De decembermaand is niet voor ieder kind een feest.

Sinterklaas, Kerst, Oud en Nieuw én ook nog twee weken schoolvakantie. Voor veel kinderen is december dé feestmaand. Maar niet voor elk kind...
Voor mijn broertje en mij betekende deze "gezellige maand" nog meer op onze tenen lopen.

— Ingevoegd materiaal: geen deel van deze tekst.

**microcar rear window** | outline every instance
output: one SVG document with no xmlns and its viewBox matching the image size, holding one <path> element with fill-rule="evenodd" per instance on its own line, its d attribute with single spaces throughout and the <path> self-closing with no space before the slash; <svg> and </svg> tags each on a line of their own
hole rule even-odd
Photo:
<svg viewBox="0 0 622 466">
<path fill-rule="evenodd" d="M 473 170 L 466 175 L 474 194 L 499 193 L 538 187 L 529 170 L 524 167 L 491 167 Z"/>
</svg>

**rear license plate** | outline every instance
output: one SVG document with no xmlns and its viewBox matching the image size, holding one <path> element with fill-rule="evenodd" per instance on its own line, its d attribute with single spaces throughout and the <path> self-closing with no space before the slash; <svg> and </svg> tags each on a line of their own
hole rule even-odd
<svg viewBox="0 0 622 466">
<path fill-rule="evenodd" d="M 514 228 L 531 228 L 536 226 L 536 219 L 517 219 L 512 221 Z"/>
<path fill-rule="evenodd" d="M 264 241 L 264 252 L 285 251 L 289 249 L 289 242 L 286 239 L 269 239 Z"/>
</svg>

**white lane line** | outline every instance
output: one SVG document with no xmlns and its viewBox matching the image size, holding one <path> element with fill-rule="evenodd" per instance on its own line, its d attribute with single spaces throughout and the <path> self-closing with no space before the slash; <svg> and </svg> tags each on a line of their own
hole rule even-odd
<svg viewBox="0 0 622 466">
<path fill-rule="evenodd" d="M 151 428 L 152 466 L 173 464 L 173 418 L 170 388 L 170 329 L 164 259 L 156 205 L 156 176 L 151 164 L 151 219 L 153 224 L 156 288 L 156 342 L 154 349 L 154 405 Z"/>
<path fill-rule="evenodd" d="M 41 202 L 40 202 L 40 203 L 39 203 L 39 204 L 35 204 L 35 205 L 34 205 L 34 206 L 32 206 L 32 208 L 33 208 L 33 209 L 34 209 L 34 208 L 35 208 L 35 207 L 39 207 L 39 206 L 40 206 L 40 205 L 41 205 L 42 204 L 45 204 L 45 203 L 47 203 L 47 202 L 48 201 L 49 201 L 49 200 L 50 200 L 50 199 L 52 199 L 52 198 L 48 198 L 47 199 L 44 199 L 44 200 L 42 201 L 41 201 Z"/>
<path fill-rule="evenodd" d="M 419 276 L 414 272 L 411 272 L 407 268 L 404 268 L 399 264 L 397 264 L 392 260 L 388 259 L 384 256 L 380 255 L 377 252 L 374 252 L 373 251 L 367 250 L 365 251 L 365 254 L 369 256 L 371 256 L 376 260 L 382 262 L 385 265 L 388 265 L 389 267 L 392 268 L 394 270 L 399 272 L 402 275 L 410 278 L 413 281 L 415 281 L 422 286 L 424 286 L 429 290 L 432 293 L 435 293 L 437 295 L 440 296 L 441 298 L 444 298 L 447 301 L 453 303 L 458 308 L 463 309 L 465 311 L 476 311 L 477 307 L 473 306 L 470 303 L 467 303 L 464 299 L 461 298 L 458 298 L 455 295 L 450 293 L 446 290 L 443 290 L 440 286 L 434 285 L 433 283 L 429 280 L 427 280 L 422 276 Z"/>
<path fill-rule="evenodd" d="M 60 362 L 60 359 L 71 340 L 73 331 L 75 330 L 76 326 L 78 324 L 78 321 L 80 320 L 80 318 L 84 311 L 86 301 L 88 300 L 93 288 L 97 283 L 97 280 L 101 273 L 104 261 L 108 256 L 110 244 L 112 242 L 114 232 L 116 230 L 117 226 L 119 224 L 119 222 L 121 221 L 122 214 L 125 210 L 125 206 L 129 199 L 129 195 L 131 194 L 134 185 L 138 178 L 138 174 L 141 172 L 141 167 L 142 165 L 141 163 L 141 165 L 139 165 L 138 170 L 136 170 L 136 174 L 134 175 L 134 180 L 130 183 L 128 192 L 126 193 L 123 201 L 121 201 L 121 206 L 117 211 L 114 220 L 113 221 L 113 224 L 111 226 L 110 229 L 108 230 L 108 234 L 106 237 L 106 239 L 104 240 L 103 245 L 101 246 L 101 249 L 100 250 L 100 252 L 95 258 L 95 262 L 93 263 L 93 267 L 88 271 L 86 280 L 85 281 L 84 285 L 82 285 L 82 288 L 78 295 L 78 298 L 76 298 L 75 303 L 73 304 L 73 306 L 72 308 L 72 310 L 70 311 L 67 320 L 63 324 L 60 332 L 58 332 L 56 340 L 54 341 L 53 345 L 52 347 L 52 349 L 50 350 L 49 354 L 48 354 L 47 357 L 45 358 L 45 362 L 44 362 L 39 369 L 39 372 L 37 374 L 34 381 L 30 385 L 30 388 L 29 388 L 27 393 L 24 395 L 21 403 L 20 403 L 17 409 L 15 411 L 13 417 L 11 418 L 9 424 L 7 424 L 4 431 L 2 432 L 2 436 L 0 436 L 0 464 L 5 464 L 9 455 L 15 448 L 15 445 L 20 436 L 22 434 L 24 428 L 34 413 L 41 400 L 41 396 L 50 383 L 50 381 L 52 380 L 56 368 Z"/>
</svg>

Eerst Sinterklaas. In plaats van een gezellig avondje, was het een avond ergeren aan het getreiter van mijn stiefvader en dan niets van je ergernis laten blijken. Een avond vol pesterijen waar je niet op mocht reageren. En niet reageren betekende niet alleen niets negatiefs zeggen en niet laten blijken dat je er al lang niets meer aan vond. Nee, het betekende ook vooral niet "verkeerd kijken". Het moeilijke was dat je nooit wist wanneer je blik verkeerd was. Een, in zijn ogen, foute manier van kijken, kon al rekenen op een woede uitbarsting, dus ik was me de hele avond bewust van mijn houding. Ik lachte mee, als hij er een kwartier over deed om één cadeautje uit te pakken. Ik lachte om het meest vreselijke gedicht dat ik kreeg en ik deed alsof ik het helemaal niet erg vond, dat er iets waardeloos en gemeens in mijn cadeau bleek te zitten.

En dan kwam Kerst. Normaal gesproken aten we altijd in de keuken, maar met Kerst werd de tafel in de woonkamer gedekt met een mooi tafelkleed en de mooie borden. Mijn stiefvader eiste dat mijn broer en ik samen in de keuken zouden eten. Wij hoefden er toch niet bij te zitten? Het is dat zijn volwassen zoon, die met zijn gezin op bezoek was, dreigde weg te gaan als hij dat zou doen. We mochten dan toch aan tafel zitten, maar hij straalde uit dat we niet welkom waren en dat we er niet hadden moeten zijn. Natuurlijk kreeg hij vervolgens een discussie met zijn zoon, wat uitmondde in ruzie. Onze schuld.
Op de tweede kerstdag gingen mijn stiefvader en mijn moeder dansen. Ik paste dan als meisje van twaalf op mijn broertje van negen.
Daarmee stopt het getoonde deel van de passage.